Multiplier is one of the most widely used and powerhungry arithmetic blocks in many digital systems [5]. Because of the complex structure of hardware multipliers and as they are generally placed on the critical path of digital systems, using approximate computing can deliver considerable improvements regarding the system's performance and energy dissipation [2], [6].

Multiplication operation is typically carried out in three phases: 1) partial products generation using AND gates; 2) partial products reduction; 3) final products generation by means of an adder structure [7]. Considering these three steps, partial products reduction is the most important step in terms of energy consumption and area [7]. Efficient circuitry for this stage can be realized with efficient approximate 4:2 compressors. Accordingly, many efficient exact and imprecise compressors with different levels of efficiencies in hardware and accuracy related parameters have already been presented in the literature [2], [3], [8]–[14]. These approximate compressors sacrifice accuracy for energy to different extents and are useful for different imprecise applications. Moreover, extensive studies have been conducted in the area of approximate multipliers targeting approximate partial product generation, delivering promising results [6].

Scaling of the planar MOSFET has led to some critical problems such as reduced gate control, drain-induced barrier lowering (DIBL), threshold voltage variation, and considerably high power densities [15]. The FinFET device with a three-dimensional tri-gate structure has been evolved as a successful replace for the planar MOSFET. FinFET significantly enhances gate control, reduces short channel effects, and increases  $I_{on}/I_{off}$  ratio. Moreover, the intrinsic body of FinFET eliminates the random dopant fluctuations as an important factor for threshold voltage variations [16]. However, FinFET suffers from self-heating effect and higher power

1549-8328 © 2019 IEEE. Personal use is permitted, but republication/redistribution requires IEEE permission. See http://www.ieee.org/publications\_standards/publications/rights/index.html for more information.
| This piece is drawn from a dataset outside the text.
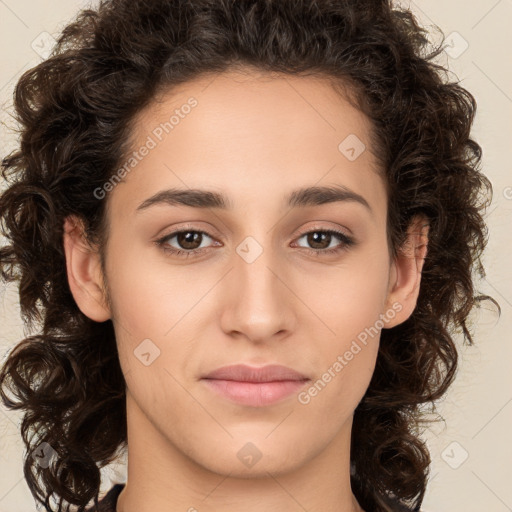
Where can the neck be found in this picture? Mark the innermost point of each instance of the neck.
(162, 478)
density as the confined narrow fins decrease the thermal conductivity of the channel. Therefore, low-power design methods such as imprecise computing can also help to address this issue [3].

Accordingly, proposing energy and area efficient approximate compressors and multipliers based on FinFET is of high significance. Moreover, as FinFET is the leading technology of the current electronics industry, the results will be more beneficial and of interest for the scientists and engineers working in this area.
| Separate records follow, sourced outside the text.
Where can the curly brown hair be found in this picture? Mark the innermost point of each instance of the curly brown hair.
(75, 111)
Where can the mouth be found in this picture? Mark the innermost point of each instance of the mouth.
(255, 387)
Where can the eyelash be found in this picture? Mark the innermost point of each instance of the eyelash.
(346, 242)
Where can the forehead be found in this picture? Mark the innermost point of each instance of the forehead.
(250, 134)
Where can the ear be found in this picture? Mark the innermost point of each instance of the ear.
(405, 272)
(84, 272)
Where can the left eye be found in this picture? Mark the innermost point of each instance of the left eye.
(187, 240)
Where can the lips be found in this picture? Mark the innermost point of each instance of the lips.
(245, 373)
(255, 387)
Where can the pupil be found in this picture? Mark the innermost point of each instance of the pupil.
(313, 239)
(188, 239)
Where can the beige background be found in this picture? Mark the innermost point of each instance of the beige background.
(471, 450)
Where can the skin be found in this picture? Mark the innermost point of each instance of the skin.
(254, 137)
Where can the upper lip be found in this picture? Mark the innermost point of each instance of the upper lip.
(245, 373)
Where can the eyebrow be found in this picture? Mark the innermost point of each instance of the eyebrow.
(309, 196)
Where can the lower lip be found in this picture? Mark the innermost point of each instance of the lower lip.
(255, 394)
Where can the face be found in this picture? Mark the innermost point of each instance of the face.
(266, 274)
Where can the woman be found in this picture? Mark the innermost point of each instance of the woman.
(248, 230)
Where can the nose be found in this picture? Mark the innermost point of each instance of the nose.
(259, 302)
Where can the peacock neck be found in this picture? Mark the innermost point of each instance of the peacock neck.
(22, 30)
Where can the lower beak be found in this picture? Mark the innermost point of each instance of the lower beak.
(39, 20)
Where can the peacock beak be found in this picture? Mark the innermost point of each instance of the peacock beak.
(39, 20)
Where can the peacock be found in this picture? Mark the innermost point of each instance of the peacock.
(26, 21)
In this article, we propose ultra-efficient approximate 4:2 compressor and multiplier designs based on majority logic. The proposed compressor is designed to make a trade-off between error distance and transistor count. While this design has only 12 transistors, it generates no false output with an error distance value of greater than 1. Furthermore, unlike the previous approximate compressors, which were designed based on AND/OR and XOR logics, our compressor is based on the majority logic, which leads to a more efficient imprecise multiplier. As the Sum output of this majority-based compressor is equal to 1, the reduction and final addition stages of the approximate multiplier realizing by this compressor become much more simpler. This leads to a considerably lower number of transistors and a shorter critical path, which result in lower power and propagation delay. It is also noteworthy that as the majority logic is the building block in many emerging nanotechnologies, our approach is also very convenient for approximate computing based on nanotechnologies.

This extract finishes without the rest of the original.